もちろんこの「MINARAI」が担当するのは、ホテルのフロント業務。フロント業務限らず受付業務は会話ボットが代替できる可能性を感じられますね。
【事例3】Orange Messenger(株式会社エスキュービズム・テクノロジー)
http://tech.s-cubism.jp/news/detail/160513.html
Webサービスでも会話ボットの進出が見られました。こちらの「Orange Messenger」では「申し込み受付」と「カスタマーサポート」業務を代替することができます。
Webサービスの受付業務は現在でも自動化されていますが、会話ボットを用いることでより機械的ではない対応ができるという、上記ふたつとは逆方向のアプローチになるのが興味深いですね。
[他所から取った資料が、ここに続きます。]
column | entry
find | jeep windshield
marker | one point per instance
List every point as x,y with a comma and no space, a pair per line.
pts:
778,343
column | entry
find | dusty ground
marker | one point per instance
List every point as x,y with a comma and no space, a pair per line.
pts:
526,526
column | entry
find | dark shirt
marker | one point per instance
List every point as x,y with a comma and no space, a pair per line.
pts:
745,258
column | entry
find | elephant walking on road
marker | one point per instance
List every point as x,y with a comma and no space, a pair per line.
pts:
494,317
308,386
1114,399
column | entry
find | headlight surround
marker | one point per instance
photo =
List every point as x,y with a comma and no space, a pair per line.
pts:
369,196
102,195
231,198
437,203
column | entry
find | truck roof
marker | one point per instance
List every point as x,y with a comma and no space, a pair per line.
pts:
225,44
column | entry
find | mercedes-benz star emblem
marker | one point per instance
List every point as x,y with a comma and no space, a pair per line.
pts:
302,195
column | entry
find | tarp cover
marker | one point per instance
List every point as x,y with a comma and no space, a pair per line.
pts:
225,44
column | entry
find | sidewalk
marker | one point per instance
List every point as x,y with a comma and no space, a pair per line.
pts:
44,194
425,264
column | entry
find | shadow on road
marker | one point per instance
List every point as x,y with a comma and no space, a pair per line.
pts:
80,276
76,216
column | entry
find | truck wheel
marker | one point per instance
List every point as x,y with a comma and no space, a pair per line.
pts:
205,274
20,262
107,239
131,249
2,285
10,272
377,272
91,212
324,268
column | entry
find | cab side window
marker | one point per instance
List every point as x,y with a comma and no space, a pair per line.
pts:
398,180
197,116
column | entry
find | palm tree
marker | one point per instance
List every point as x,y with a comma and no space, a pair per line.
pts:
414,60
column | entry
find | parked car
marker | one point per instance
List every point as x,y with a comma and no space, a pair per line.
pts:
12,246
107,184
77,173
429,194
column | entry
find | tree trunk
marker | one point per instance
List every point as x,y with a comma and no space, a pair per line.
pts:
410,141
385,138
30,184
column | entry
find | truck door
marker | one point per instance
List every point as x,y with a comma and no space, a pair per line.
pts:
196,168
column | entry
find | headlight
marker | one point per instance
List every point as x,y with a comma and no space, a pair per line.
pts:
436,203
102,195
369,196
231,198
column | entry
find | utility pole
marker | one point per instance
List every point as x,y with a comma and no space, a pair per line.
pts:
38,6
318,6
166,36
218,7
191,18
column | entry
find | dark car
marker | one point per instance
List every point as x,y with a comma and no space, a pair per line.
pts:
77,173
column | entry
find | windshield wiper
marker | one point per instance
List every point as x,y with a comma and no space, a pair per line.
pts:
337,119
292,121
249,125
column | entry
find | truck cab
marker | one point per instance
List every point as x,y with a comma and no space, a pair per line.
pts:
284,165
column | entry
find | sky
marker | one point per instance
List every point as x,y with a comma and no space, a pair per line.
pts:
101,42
【事例4】BOT TREE for MEDIA(株式会社ZEALS)
この「BOT TREE for MEDIA」はWebメディアに特化したコンシェルジュのような役割の担うボット(API)です。上図のように、ユーザーのニーズに会話形式でおすすめ記事をレコメンドしてくれます。
記事の「配信」面の一部を会話ボットが担ってくれるとも考えられますね。Webメディアでなかなか双方向的なユーザーとのコミュニケーションは取れませんが、ユーザーの情報ニーズの吸出しなどにも活用できる可能性がありそうです。
まとめ
実戦投入されている会話ボットは今回紹介したものだけではありませんが、産業的な活用の可能性が模索されていることがわかりますね。
会話ボットたちが担う「BtoC」および「BtoB」コミュニケーション領域は今後も拡がりそうですね。
(※訂正とお詫び)
Orange Messenger(株式会社エスキュービズム・テクノロジー)の画像およびリンク先に一部誤りがありました。
5/16日に修正しております。